Mohammad Din is a major heroin and opium trafficker in southern Afghanistan who operates two heroin labs located in the Mussah Qalah and Sangin Districts in Helmand Province. Mohammad Din’s heroin trafficking business began during the Taliban regime, and he continues to maintain contact with the Taliban in southern Afghanistan. Mohammad Din manufactures tons of heroin, which his network sells or smuggles abroad. In addition, Mohammad Din handles the personal and business affairs of Haji Agha Jan Alizai, a major narcotics trafficker and Taliban financier who was identified as a significant foreign narcotics trafficker pursuant to the Kingpin Act in June 2010 and also designated a specially designated global terrorist in October 2010.
The four companies designated today are based in Afghanistan and the UAE, and are controlled by Mohammad Din and Sadiq Ahmady. The companies are: Etehad Brothers, a hawala in Afghanistan; Atiqullah General Trading Company LLC, in Dubai; Etihad Group of Afghanistan, a manufacturing and distribution business located in Kandahar, Afghanistan; and Etehad Beverage Company LTD, a food importation and soft drink distribution firm that is also located in Kandahar, Afghanistan.
“Today’s designations reveal another link between illicit finance activities and ostensibly legitimate businessmen in Afghanistan,” said OFAC Director Adam J. Szubin. “This announcement sends a clear message that Treasury remains resolute in its efforts to target narcotics trafficking activities and will continue to expose those who support these activities by sanctioning individuals, affiliated businesses, and financial networks, including money exchange houses.”
The investigation that led to this designation was the result of collaborative efforts of Treasury, the Drug Enforcement Administration, and the Afghanistan Threat Finance Cell (ATFC). The ATFC which is based in Afghanistan, collects, analyzes, and disseminates intelligence reporting on Afghan insurgent financing.
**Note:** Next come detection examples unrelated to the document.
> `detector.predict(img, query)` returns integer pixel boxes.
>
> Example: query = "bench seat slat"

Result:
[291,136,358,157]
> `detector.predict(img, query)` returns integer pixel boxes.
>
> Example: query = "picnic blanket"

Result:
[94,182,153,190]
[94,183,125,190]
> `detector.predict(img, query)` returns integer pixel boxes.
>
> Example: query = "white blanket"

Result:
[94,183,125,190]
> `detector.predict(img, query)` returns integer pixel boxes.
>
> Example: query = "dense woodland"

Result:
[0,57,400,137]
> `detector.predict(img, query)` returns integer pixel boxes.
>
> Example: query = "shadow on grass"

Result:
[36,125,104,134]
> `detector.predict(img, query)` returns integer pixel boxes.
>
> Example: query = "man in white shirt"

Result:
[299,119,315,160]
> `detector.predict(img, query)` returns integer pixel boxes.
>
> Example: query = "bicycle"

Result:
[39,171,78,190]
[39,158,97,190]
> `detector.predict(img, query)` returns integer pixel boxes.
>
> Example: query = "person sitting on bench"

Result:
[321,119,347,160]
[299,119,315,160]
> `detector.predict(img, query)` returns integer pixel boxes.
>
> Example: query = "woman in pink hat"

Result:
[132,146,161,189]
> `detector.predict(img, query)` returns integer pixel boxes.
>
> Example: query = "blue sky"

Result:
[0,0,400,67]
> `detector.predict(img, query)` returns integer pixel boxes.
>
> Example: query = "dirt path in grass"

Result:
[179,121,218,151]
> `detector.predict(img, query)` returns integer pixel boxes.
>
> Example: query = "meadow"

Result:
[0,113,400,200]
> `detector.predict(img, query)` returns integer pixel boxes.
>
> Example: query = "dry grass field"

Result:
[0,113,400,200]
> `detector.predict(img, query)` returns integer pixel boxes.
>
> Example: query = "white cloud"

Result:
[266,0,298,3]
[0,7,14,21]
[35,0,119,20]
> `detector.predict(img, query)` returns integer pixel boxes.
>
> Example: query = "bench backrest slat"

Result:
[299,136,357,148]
Today’s action is part of ongoing efforts pursuant to the Kingpin Act to apply financial measures against significant foreign narcotics traffickers and their organizations worldwide. The Treasury Department has designated more than 1,400 individuals and entities pursuant to the Kingpin Act since June 2000. Penalties for violations of the Kingpin Act range from civil penalties of up to $1.075 million per violation to more severe criminal penalties. Criminal penalties for corporate officers may include up to 30 years in prison and fines up to $5 million. Criminal fines for corporations may reach $10 million. Other individuals face up to 10 years in prison and fines pursuant to Title 18 of the United States Code for criminal violations of the Kingpin Act.